Dans les états du nord, l’esclavage a été supprimé sans peine et sans secousse, parce que les noirs n’étaient guère depuis long-temps, employés que dans l’intérieur des maisons à des travaux domestiques; mais, lorsque la question de l’émancipation touche à la mise en valeur même de la propriété, on conçoit qu’elle prend un caractère beaucoup plus grave. Déjà cependant des tentatives sérieuses ont été faites; un des habitans considérables de la Louisiane a employé des travailleurs irlandais, et n’a pas eu trop à se plaindre des résultats pour certains genres d’occupations, surtout pour celles qui regardaient la cuisson et la préparation du sucre. Pour toutes les professions qui touchent à l’industrie proprement dite, le travail blanc est encore supérieur ; mais la grande difficulté est dans la culture. Nos ouvriers en cuirs vernis, nos verriers, nos boulangers, nos forgerons, bien d’autres encore supportent dans leurs travaux un degré de chaleur fort intense ; mais ils se sentent délassés et rafraîchis dès qu’ils ont quitté l’atelier, et l’énergie de notre atmosphère répare bientôt leurs forces, leur permet de reprendre et de soutenir long-temps une lutte dans laquelle ils succomberaient bien vite sous l’influence d’un climat tropical. Jusqu’à présent, on ne peut rien dire de concluant du travail blanc en ce qui concerne le labourage, la récolte et les autres occupations des champs qui exigent des corps acclimatés[1]. Les États-Unis ne doivent donc pas se lasser de multiplier les tentatives, d’examiner, par exemple, le parti à tirer des divers agens mécaniques déjà inventés pour économiser les bras, d’en chercher d’autres, de préparer enfin par tous les moyens possibles la solution d’une si grande question.

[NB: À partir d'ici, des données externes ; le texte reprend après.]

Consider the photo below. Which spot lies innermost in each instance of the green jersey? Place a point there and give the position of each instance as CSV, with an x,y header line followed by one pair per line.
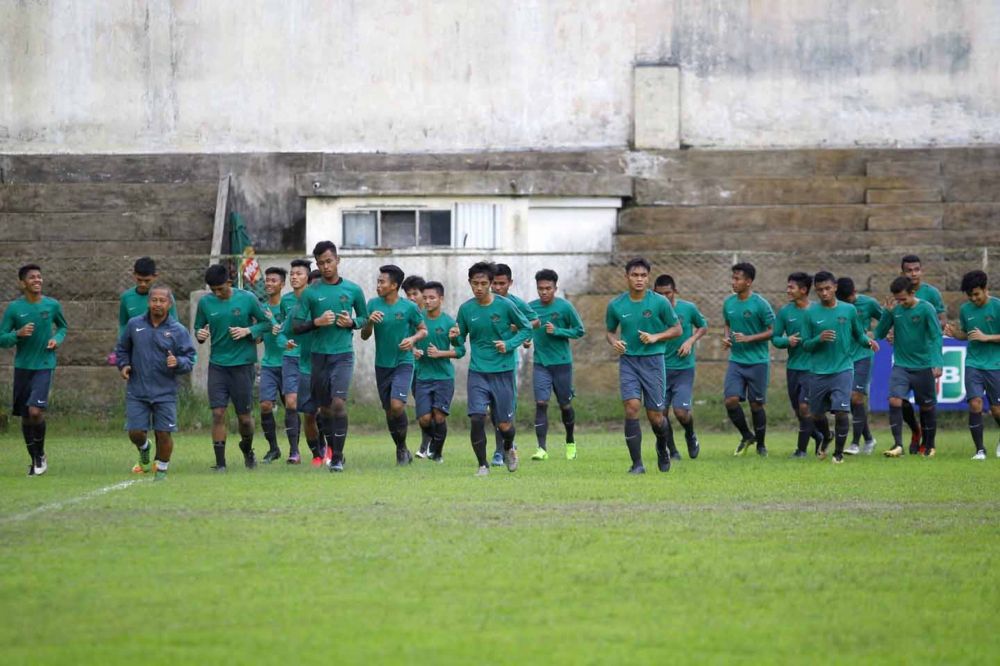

Lorsqu’on entreverra l’époque à laquelle l’émancipation sera praticable, que de précautions ne faudra-t-il pas encore pour préparer les affranchis à user convenablement de leur liberté! Puis, si on proclame tout d’un coup l’émancipation, n’y aura-t-il pas lieu à une indemnité que l’état seul peut et doit payer? Or jusqu’à présent les états du nord, qui reprochent avec tant d’amertume à leurs confédérés de l’ouest et du sud la honte de l’esclavage, n’ont jamais parlé de les indemniser, bien loin de là. Cependant le dernier recensement évalue le nombre des esclaves à plus de trois millions, dont la valeur, au prix moyen actuel de 350 piastres, représente l’énorme somme de plus d’un milliard de piastres. Comment veut-on que le gouvernement fédéral puisse jamais grever le trésor d’une pareille charge, et procéder à l’émancipation par l’indemnité? En présence des immenses difficultés qui s’offrent de tous côtés, quand on veut arriver à un résultat définitif, honnête et pratique,

  1. On a fait venir à la Martinique des Lorrains qui, chaque année, on le sait, vont faire au loin la moisson et sont habitués à travailler au soleil. Jusqu’ici l’on ne voit pas que l’expérience ait donné des résultats bien significatifs. Quant à Cuba et à Porto-Rico, on n’y pense pas qu’en aucun cas on puisse se passer du travail des noirs, et d’ailleurs les colons espagnols ne sont pas gens à pousser bien loin leurs études à ce sujet.